Он сжал руками подлокотники кресла. Это не для него. Если бы этот ребенок был зачат, он, возможно, не дожил бы до своего рождения.
И внезапно он с невыразимой всепоглощающей страстью возжаждал сына. Он не позволит им стереть все его следы с лица земли. Что-то должно остаться, кто-то…
О, да, думал он, питая отвращение к самому себе, возьми эту женщину с его ребенком и позволь Великому Магистру убить их, как он уничтожил деревню. А то еще станет держать их обоих в заложниках, пока не уверится в смерти Вэра.
Как он смел даже предположить такую возможность? Он уже давно знал об этой опасности и всегда был осторожен с женщинами, которых брал для утоления своего вожделения. То, что это вдруг приобрело для него такое значение, было необъяснимо.
Трагедия Джеды исключала даже мысли о сыне.

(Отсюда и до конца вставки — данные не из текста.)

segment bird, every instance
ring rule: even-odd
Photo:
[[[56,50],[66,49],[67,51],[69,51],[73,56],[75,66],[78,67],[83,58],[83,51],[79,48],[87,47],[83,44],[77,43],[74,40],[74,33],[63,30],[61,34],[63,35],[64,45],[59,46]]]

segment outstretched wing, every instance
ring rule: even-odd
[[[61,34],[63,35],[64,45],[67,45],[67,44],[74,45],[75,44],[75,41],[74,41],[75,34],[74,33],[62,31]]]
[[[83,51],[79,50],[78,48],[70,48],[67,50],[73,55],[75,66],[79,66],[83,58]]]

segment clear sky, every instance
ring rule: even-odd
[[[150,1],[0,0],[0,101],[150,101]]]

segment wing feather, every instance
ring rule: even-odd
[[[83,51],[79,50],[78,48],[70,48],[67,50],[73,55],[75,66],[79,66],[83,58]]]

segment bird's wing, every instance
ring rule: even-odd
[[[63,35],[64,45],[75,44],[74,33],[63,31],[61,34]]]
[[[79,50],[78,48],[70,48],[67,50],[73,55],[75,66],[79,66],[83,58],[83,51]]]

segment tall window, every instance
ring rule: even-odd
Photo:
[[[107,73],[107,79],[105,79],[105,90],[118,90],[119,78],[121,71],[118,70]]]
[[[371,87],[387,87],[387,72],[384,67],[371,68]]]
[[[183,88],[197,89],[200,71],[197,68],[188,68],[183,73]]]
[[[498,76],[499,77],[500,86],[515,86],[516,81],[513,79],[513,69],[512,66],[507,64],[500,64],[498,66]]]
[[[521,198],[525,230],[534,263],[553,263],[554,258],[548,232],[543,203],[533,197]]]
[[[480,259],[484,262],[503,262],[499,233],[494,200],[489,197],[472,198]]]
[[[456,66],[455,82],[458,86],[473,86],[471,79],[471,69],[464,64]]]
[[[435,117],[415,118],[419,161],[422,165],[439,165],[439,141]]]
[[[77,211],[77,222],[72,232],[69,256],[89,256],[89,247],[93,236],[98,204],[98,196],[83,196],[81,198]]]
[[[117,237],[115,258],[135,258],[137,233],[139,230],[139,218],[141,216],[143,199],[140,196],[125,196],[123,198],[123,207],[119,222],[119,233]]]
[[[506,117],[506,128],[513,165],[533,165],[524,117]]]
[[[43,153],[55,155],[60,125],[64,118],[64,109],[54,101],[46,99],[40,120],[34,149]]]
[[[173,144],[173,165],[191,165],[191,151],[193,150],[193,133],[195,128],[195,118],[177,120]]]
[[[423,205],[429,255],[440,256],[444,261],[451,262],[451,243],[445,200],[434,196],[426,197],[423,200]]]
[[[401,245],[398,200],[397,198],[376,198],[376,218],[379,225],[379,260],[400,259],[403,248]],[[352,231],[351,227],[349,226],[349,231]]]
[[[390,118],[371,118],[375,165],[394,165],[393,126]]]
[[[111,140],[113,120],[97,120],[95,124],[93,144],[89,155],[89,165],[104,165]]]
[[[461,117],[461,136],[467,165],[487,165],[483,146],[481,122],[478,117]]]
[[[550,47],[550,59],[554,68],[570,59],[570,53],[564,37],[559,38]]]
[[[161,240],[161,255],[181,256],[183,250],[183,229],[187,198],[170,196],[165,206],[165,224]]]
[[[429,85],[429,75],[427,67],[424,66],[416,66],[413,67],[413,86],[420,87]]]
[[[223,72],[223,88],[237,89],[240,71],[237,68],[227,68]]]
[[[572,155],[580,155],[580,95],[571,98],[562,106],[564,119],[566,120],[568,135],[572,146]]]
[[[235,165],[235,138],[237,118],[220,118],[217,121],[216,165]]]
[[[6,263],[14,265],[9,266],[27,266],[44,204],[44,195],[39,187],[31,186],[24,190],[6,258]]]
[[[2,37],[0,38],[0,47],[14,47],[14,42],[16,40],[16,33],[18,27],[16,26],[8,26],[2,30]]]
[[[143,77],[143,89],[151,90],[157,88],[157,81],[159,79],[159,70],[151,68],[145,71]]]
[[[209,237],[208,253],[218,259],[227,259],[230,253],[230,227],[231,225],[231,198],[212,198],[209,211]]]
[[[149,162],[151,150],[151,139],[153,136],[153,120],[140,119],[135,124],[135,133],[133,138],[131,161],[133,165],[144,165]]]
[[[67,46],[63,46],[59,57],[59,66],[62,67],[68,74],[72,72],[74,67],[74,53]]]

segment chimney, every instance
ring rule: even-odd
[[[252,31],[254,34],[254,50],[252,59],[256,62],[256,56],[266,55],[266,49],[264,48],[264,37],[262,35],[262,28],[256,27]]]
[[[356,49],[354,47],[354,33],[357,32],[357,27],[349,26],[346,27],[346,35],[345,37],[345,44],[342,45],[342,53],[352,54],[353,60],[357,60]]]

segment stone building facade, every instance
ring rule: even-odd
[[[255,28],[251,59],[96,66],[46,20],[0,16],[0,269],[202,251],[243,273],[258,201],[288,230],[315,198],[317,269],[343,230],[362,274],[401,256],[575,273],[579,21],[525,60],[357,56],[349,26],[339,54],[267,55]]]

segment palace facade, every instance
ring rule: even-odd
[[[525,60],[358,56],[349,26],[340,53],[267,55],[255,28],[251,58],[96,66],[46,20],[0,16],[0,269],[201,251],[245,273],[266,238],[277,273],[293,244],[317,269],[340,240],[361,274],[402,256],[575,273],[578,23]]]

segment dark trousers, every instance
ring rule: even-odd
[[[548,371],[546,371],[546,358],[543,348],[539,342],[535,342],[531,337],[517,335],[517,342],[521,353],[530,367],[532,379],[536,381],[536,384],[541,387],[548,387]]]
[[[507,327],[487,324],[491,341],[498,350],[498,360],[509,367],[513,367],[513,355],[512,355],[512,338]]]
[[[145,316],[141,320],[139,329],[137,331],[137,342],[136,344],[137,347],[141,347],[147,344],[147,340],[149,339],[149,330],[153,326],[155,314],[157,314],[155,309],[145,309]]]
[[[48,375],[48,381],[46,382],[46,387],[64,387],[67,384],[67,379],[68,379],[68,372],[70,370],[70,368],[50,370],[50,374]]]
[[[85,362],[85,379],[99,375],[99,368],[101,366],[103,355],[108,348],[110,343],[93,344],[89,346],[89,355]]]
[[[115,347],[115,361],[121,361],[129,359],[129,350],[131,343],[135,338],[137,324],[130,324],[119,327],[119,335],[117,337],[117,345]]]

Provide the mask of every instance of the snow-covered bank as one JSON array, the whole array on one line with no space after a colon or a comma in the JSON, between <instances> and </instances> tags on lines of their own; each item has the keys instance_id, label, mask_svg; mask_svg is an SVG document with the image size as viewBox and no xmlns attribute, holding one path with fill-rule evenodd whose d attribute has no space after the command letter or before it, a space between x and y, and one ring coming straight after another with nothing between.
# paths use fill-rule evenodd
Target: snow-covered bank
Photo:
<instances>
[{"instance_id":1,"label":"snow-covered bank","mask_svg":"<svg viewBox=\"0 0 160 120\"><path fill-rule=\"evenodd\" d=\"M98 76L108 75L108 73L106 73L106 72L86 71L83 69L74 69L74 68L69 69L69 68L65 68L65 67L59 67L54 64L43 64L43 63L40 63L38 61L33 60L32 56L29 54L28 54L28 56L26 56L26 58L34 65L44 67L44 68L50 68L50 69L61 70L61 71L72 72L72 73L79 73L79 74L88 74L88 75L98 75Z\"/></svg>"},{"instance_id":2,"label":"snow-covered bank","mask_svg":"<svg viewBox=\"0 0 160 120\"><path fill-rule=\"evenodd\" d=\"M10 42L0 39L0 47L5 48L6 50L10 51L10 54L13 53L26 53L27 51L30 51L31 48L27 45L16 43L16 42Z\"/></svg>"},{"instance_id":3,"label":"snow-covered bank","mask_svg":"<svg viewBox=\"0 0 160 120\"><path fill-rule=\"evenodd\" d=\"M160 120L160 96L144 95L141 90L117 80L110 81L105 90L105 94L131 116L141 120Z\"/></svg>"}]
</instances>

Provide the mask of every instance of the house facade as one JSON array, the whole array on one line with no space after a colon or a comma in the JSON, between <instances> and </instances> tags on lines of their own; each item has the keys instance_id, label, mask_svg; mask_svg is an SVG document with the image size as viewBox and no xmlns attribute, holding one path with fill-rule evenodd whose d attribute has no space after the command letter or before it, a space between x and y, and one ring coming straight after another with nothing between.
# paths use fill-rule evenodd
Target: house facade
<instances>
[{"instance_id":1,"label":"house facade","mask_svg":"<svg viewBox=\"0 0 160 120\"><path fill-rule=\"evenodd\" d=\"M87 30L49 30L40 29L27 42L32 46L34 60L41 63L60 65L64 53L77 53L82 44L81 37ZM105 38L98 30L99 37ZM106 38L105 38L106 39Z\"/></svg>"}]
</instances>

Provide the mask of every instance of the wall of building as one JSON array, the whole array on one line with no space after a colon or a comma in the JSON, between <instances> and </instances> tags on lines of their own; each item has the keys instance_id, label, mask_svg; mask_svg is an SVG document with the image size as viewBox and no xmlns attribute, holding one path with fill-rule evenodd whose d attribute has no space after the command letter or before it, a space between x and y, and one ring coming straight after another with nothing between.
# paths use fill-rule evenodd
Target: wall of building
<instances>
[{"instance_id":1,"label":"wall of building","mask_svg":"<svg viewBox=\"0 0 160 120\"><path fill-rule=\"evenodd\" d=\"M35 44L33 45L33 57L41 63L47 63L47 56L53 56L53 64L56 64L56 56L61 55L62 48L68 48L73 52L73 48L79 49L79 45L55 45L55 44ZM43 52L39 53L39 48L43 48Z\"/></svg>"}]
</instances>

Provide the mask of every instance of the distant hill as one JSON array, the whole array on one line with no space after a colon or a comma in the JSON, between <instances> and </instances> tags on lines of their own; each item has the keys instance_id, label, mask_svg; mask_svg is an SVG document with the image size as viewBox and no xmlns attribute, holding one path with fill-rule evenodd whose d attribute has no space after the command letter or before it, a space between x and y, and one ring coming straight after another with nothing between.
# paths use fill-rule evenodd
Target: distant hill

Такого не должно случиться и с Tea. Он восхищался ее отвагой и стойкостью, независимостью. Еще ни одна женщина не бросала ему вызова и не пыталась им командовать. И все же, не будь она смелой, разве смогла бы она выжить? Нежность вряд ли спасла бы ее на этом бесконечном пути в Дамаск. Покорность заставила бы ее навсегда остаться в страшной шелковой тюрьме Константинополя.
Он не может осуждать ее за стремление выжить и стать свободной. Его вели точно такие же стремления, когда он покинул Шотландию много лет тому назад.
Но он упрекает ее за то, что с первого часа своего появления в Дандрагоне она постоянно сердит и раздражает его.